We know a focus on wellbeing can feel small – it can feel like the MHF isn’t seeing the huge pain people are feeling or that we’re not acknowledging the big challenges Aotearoa is facing in making sure people have the right support for their mental health.

It can feel like advice to connect with others or go for a walk belittles what you’re going through.

We hear you. And of course better services are needed. We also know from the lived experience of people who have significant mental health challenges and from research that actions to improve wellbeing do support healing and recovery – even when you feel really bad.
We are working every day to advocate for improved mental health services, the right support from our whānau, friends and community, less prejudice and discrimination.

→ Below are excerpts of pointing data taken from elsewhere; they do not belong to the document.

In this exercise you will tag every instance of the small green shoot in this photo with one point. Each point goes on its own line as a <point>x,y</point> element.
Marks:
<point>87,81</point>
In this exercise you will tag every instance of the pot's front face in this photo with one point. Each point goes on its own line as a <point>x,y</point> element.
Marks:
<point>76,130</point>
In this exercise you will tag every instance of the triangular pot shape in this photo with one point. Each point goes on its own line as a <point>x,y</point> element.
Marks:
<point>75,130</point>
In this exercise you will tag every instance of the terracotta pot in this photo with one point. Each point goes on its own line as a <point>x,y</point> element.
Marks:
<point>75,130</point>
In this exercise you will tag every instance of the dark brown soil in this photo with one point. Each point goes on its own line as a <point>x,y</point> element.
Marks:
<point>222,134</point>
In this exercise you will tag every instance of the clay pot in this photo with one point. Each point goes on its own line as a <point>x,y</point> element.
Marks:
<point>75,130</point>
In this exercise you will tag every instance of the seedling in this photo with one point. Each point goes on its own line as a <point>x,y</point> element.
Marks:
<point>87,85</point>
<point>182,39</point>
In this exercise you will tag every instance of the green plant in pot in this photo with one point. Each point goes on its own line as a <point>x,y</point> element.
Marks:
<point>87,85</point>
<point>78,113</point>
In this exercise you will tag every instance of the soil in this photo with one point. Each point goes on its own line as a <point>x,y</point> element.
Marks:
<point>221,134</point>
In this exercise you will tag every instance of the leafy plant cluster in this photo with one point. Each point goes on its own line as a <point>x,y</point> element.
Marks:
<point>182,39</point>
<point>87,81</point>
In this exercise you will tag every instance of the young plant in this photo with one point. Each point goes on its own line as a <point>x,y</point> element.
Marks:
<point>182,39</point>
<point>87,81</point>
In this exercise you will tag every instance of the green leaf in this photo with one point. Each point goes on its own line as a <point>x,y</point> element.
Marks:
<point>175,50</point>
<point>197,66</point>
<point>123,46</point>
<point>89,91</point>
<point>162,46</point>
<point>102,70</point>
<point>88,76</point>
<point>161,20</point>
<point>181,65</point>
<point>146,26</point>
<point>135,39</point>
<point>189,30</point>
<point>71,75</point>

New Zealand needs to tackle a whole bunch of big problems like racism, poverty and violence, too. These are barriers to us feeling and functioning well – and we will never stop working on removing those barriers.

But we can’t wait for these things to happen before we focus on wellbeing. We can’t just focus on removing risk factors and barriers – if we really want to make sure New Zealanders have lives worth living we need to make sure we all have opportunities to connect, grow, learn and build good mental health and wellbeing. That’s what MHAW is all about.

Mā te whakarongo, ka mōhio
through listening, comes knowledge

Mā te mōhio, ka mārama,
through knowledge, comes understanding

Mā te mārama, ka matau,
through understanding, comes wisdom

Mā te matau, ka ora
through wisdom, comes wellbeing

Why does MHAW focus on wellbeing?

This is a fair question! In New Zealand we do talk a lot about mental illness and mental distress because they’re issues so many of us face every day. But we don’t have a huge amount of awareness about what good mental health is, what it looks like and how we can each work to build it. That’s why we run MHAW as a wellbeing campaign – wellbeing is important! Growing good mental health is so important that promoting wellbeing is one of the key strands of the new national suicide prevention strategy.
We’re also advocating for better systems, services and communities for people who experience mental illness as well. We’re doing that mahi every day.
We know lots of people use MHAW as an opportunity to share their own stories of mental illness or distress, to share stories of hope and recovery, to remember those lost to suicide and to advocate for change. We are honoured to hear these stories, to support your mahi and to advocate alongside you where we can.